Pacul menyampaikan komentar itu di kompleks parlemen, Senayan, Jakarta. Ia menilai ucapan semacam itu masih berada di tahap pernyataan, bukan pembuktian politik.
Menurut Pacul, yang menentukan adalah apakah keinginan tersebut benar-benar diterjemahkan menjadi tindakan yang terukur. Ia menekankan bahwa proses mewujudkan target politik tidak berhenti pada narasi, melainkan pada kerja di lapangan.
Pacul juga mengaitkan situasi itu dengan kondisi partai-partai yang masih menahan diri. Ia menyebut Undang-Undang Pemilu dan Undang-Undang Pileg belum ditetapkan, sehingga banyak partai memilih mengambil posisi tunggu.
Ia mengatakan banyak pihak masih menahan langkah karena arah aturan belum jelas. Dalam pandangannya, keadaan itu membuat partai dan para politisi belum leluasa bergerak penuh.
Pacul menambahkan, kondisi serupa juga dirasakan para caleg dan anggota dewan. Sebagian dari mereka, kata dia, masih mengunci pengeluaran dan strategi politik sambil menunggu aturan yang lebih terang.
Ia menyebut banyak gerak politik partai bergantung pada caleg-calegnya. Karena itu, ketidakjelasan aturan membuat mereka cenderung menunda langkah sampai situasi menjadi lebih cetho atau jelas.

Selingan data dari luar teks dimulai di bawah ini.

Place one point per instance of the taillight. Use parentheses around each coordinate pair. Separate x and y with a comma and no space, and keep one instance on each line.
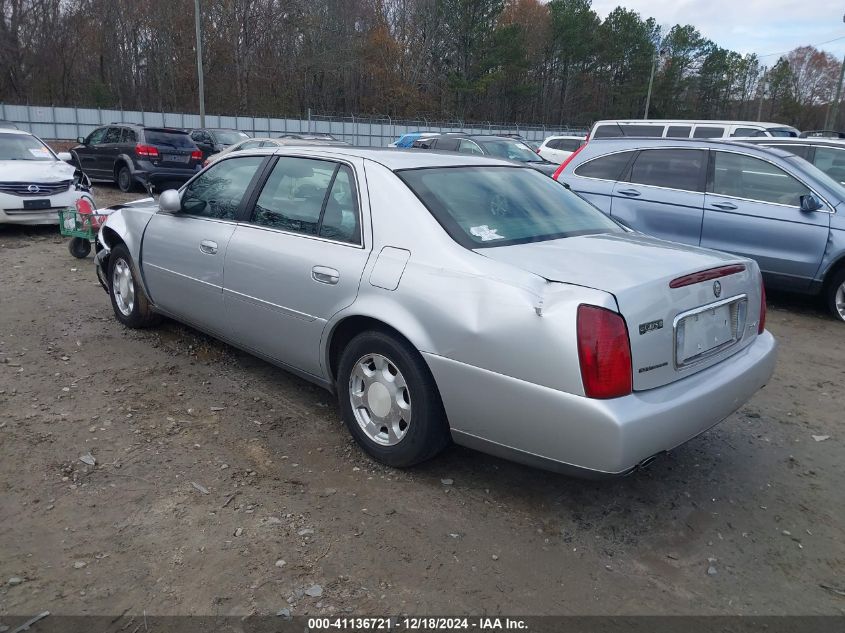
(568,160)
(146,151)
(604,353)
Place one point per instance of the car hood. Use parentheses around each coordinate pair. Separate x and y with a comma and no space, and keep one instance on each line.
(613,262)
(35,171)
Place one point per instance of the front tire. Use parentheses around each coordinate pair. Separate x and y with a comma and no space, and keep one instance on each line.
(79,247)
(835,296)
(389,400)
(124,179)
(130,303)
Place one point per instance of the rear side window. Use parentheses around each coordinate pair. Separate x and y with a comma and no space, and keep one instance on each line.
(168,138)
(741,176)
(218,191)
(608,167)
(314,197)
(678,131)
(703,131)
(671,168)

Pernyataan Pacul muncul di tengah memanasnya adu argumen antara PSI dan PDIP soal sebutan “kandang gajah” dan “kandang banteng”. PSI kini memakai lambang gajah di bawah kepemimpinan Kaesang Pangarep, sementara Jawa Tengah selama ini dikenal sebagai “kandang banteng” karena kuatnya suara PDIP di wilayah itu.
PSI juga menyatakan siap memastikan kepada Presiden ke-7 RI Joko Widodo bahwa Jawa Tengah adalah “kandang gajah”. Ketua DPW PSI Jawa Tengah, Antonius Yogo, menyebut pihaknya menunggu jadwal untuk mendampingi Jokowi berkeliling Jawa Tengah guna menguatkan klaim tersebut.